Yes, materially. A large share of JEPI's distribution — often half or more — comes from option premium earned via equity-linked notes and is taxed as ordinary income (marginal tax rate) rather than at qualified-dividend rates (0%, 15%, or 20%). SCHD's distributions are predominantly qualified dividends taxed at the lower long-term capital gains rates. For high-bracket investors in taxable accounts, JEPI's pre-tax yield advantage narrows significantly on an after-tax basis. In an IRA or Roth, this distinction disappears.
Will SCHD or JEPI perform better in a bull market?
SCHD typically captures more upside. JEPI's option-overwrite strategy caps gains above the strike price of the calls it sells — you hand over upside in exchange for premium income. In strong bull markets, JEPI tends to underperform both SCHD and broad S&P 500 trackers in total return, while still delivering its monthly distribution. SCHD has its own drag — a dividend-quality screen that can miss high-growth non-payers like Nvidia historically — but does not cap upside by design.
Is JEPI safer than SCHD in a market downturn?
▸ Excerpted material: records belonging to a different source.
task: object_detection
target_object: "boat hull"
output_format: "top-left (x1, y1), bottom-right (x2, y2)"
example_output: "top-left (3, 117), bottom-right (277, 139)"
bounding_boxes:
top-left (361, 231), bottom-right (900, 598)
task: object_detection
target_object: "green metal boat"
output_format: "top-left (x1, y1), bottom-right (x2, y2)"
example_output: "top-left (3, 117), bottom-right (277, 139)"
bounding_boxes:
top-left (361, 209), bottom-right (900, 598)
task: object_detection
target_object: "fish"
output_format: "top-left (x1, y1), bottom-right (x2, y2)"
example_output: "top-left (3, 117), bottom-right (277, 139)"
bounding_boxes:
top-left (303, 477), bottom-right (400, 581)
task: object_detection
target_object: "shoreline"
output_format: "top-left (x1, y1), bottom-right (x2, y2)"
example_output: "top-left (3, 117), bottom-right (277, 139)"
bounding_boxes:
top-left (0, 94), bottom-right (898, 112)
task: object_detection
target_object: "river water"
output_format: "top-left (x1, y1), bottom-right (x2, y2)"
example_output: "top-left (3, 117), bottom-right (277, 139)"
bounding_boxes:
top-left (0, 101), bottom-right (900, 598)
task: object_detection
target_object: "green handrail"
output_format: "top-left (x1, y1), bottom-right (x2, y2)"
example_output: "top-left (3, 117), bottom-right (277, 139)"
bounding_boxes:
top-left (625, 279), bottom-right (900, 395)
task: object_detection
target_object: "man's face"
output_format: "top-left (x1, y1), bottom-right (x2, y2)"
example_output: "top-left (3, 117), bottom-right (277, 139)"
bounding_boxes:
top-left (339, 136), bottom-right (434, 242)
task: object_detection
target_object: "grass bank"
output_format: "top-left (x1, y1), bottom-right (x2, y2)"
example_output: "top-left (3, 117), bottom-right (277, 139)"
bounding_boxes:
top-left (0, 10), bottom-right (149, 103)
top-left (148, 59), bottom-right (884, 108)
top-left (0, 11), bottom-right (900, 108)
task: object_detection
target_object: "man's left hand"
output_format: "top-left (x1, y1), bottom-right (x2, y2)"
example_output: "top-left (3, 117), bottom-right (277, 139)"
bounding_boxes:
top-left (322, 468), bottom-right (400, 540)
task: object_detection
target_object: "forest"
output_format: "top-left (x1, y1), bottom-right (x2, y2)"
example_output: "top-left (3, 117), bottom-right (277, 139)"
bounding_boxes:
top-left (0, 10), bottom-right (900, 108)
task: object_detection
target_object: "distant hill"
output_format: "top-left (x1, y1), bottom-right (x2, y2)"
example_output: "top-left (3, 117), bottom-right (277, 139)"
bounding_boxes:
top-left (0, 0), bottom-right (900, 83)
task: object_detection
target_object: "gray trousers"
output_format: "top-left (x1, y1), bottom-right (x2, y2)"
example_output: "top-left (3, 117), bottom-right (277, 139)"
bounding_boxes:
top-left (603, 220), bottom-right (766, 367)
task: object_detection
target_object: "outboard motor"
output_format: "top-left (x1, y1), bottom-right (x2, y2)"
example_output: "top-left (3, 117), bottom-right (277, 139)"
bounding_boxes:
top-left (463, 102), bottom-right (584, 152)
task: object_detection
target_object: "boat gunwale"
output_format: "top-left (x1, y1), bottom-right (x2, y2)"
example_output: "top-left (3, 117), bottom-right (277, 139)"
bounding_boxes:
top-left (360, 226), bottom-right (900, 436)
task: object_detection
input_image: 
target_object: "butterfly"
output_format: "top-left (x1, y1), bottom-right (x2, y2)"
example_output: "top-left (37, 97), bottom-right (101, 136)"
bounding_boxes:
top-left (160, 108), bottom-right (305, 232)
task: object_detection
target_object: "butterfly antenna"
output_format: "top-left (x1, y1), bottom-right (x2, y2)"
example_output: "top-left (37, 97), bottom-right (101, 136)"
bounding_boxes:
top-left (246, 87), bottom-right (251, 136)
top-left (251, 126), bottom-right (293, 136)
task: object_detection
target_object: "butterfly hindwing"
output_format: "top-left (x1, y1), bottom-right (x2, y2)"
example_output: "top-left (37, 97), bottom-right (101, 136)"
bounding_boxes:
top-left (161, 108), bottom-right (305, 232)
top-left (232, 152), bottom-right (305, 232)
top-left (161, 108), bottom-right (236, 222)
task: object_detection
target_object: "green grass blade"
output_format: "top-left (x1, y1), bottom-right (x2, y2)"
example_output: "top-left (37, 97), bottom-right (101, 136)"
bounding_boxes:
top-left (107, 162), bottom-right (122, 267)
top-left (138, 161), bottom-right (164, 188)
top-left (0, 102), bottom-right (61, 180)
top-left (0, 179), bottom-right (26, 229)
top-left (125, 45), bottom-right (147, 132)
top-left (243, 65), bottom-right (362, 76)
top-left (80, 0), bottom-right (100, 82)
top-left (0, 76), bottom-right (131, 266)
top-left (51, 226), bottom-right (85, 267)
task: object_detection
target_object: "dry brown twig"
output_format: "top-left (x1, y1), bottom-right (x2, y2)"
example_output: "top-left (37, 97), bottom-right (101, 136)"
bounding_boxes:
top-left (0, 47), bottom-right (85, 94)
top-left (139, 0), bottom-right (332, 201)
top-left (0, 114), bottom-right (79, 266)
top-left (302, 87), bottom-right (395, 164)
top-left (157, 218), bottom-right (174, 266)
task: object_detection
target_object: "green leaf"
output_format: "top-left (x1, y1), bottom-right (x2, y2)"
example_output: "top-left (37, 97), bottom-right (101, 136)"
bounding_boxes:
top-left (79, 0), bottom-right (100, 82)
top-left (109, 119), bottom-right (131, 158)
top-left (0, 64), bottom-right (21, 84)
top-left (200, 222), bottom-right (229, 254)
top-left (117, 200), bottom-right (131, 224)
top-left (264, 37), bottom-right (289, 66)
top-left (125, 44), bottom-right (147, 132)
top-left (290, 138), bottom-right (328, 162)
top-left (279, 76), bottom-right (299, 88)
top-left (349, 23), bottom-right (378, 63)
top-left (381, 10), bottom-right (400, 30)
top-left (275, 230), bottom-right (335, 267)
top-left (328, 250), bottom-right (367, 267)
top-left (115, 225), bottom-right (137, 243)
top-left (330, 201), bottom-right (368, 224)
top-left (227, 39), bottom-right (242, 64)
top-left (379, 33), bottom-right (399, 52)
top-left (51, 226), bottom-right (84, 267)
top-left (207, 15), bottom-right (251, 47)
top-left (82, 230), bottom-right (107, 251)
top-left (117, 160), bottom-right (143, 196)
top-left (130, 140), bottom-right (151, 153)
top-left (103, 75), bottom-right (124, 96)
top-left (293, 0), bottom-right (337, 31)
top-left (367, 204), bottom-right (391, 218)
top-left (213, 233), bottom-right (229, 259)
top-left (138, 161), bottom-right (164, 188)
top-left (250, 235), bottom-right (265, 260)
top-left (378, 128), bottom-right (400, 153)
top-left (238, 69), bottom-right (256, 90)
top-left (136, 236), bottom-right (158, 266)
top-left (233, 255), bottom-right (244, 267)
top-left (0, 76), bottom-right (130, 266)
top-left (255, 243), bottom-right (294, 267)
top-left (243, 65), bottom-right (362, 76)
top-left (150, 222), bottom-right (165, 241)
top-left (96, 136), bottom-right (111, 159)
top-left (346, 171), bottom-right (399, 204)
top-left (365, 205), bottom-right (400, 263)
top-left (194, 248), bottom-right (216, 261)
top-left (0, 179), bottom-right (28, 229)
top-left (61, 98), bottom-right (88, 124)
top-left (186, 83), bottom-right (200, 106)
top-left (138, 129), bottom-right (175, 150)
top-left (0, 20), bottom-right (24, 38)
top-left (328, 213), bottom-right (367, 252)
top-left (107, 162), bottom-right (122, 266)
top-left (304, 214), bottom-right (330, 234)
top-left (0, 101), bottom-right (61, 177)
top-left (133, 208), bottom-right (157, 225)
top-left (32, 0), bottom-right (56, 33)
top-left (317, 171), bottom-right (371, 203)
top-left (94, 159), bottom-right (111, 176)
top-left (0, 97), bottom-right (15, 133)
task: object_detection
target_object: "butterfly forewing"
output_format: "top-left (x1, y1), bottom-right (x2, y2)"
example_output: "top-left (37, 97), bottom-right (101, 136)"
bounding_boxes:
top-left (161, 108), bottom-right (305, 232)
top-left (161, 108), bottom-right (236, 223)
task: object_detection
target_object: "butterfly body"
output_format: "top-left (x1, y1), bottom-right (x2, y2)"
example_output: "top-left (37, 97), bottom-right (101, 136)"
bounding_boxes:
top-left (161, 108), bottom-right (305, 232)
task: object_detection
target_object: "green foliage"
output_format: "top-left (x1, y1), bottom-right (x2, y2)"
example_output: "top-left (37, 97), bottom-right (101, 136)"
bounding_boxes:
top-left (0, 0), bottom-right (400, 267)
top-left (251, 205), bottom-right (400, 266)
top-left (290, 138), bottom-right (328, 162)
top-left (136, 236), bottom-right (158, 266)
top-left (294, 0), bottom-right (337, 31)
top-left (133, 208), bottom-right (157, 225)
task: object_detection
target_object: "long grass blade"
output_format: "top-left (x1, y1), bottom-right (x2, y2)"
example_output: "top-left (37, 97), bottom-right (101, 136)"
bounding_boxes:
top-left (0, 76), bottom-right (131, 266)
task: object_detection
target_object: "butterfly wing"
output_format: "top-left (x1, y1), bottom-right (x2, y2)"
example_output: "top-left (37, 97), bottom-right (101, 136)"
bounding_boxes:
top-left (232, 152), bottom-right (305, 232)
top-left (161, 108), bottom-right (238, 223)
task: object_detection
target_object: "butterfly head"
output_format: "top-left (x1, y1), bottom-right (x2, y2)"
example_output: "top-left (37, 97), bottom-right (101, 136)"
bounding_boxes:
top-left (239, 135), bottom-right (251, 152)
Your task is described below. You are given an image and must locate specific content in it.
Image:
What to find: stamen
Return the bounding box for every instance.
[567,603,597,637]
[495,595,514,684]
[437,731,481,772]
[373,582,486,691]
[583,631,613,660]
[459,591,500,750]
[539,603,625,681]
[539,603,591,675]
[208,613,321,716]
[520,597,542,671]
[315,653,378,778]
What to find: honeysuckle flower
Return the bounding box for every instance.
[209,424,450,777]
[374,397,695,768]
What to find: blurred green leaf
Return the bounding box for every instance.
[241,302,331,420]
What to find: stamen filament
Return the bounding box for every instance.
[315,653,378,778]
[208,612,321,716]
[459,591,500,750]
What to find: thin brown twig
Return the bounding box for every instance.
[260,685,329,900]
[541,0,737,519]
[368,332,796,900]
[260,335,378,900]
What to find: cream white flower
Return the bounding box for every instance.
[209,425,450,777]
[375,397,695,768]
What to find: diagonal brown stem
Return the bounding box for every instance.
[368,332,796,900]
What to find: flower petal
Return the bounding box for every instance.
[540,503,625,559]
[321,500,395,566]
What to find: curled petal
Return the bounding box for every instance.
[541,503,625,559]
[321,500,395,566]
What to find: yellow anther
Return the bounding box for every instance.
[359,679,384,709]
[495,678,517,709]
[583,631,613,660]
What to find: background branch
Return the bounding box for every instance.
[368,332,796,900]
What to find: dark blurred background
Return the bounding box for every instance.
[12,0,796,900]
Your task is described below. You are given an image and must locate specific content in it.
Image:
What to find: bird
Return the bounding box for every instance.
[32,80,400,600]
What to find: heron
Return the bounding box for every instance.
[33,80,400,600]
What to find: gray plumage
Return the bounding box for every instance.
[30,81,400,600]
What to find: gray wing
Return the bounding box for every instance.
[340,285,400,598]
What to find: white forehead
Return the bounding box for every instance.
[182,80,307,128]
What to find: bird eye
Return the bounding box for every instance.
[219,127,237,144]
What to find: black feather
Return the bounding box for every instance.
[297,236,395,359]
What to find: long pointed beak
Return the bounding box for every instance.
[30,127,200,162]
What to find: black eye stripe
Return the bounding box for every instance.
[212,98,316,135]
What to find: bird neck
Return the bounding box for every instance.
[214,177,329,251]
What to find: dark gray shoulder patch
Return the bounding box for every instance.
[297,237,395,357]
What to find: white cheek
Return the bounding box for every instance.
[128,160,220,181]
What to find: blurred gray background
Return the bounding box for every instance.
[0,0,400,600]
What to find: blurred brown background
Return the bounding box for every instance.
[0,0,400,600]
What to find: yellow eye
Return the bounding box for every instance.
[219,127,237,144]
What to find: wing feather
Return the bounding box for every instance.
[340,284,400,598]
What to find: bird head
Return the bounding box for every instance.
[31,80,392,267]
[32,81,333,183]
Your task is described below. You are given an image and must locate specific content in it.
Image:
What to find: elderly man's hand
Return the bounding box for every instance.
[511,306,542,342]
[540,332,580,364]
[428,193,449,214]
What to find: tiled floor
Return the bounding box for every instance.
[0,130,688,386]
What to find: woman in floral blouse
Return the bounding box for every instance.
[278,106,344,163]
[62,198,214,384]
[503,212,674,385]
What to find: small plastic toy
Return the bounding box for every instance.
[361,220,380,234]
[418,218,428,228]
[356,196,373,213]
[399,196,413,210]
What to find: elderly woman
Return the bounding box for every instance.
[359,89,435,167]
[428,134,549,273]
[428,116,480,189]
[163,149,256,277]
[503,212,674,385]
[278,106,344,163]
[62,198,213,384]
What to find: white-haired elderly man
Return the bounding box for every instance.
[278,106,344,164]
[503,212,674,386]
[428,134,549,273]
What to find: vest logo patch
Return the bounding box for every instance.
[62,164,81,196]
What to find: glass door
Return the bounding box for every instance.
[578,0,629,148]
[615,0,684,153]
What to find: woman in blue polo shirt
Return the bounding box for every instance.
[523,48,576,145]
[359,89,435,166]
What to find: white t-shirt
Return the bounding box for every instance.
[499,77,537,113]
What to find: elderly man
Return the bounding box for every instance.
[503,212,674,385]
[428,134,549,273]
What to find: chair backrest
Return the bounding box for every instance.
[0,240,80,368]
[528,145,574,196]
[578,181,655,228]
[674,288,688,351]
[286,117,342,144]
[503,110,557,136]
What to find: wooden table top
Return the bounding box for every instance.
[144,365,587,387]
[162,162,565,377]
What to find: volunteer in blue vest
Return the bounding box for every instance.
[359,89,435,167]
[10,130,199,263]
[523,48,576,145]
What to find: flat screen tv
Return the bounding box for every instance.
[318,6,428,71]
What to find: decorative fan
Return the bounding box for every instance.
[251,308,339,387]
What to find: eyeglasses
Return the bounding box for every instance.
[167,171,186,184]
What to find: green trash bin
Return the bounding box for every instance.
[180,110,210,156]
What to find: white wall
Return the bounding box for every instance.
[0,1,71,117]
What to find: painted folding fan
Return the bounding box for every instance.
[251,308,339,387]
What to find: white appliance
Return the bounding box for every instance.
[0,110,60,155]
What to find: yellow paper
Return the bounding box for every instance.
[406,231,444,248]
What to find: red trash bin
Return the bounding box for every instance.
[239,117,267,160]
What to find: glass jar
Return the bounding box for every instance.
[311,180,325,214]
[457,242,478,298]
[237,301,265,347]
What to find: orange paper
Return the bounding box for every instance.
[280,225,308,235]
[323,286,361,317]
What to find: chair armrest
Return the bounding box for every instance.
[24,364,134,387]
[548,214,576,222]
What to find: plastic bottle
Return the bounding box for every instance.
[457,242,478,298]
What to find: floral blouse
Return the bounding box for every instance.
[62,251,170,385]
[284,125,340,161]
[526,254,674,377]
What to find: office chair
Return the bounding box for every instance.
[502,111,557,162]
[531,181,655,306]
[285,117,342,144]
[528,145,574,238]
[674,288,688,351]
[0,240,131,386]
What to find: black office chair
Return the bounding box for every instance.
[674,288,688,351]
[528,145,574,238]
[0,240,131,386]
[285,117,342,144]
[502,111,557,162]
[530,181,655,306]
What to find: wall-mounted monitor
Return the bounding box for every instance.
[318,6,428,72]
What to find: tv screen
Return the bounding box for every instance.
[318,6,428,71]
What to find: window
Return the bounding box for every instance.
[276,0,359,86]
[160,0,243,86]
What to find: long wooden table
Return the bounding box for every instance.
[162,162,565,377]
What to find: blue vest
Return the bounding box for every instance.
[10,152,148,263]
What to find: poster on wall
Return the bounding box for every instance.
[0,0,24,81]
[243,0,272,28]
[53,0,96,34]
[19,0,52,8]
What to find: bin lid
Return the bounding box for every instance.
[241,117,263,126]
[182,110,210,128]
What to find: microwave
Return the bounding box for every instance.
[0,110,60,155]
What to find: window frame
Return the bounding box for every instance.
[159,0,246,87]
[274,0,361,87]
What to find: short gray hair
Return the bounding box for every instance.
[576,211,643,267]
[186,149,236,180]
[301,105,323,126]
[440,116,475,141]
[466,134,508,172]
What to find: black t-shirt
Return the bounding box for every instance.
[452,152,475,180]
JEPI is explicitly designed as a lower-volatility equity strategy. It holds a defensive subset of large caps and the option premium provides a modest buffer against drawdowns. In the 2022 drawdown, JEPI's total return drawdown was meaningfully shallower than the S&P 500. SCHD, while concentrated in quality dividend payers that historically have been less volatile than the broad market, is not specifically engineered for downside protection. In a sharp bear market, JEPI is likely to drawdown less; SCHD will drawdown less than the S&P 500 but more than JEPI.
What are the expense ratios for SCHD and JEPI?
SCHD charges 0.06% annually. JEPI charges 0.35%. On $100,000 invested, that is $60/year for SCHD vs $350/year for JEPI — an $290 annual difference, or roughly 29 basis points. The active management plus the options strategy of JEPI justifies its higher fee relative to a passive index like SCHD, but the gap is real and compounds meaningfully over decades. Fee data from Schwab and JPMorgan Asset Management fund pages.
Can I own both SCHD and JEPI?
Yes, and many income-focused portfolios do. The strategies are complementary: SCHD provides dividend-growth equity exposure with full upside participation; JEPI provides high-current-income with low volatility. A common pairing allocates a majority to SCHD for long-term total return with income, and a minority to JEPI for additional monthly income and drawdown smoothing. Holding both inside a tax-advantaged account (IRA, Roth) eliminates JEPI's tax inefficiency problem and is the cleaner setup for a retiree or near-retiree looking for income.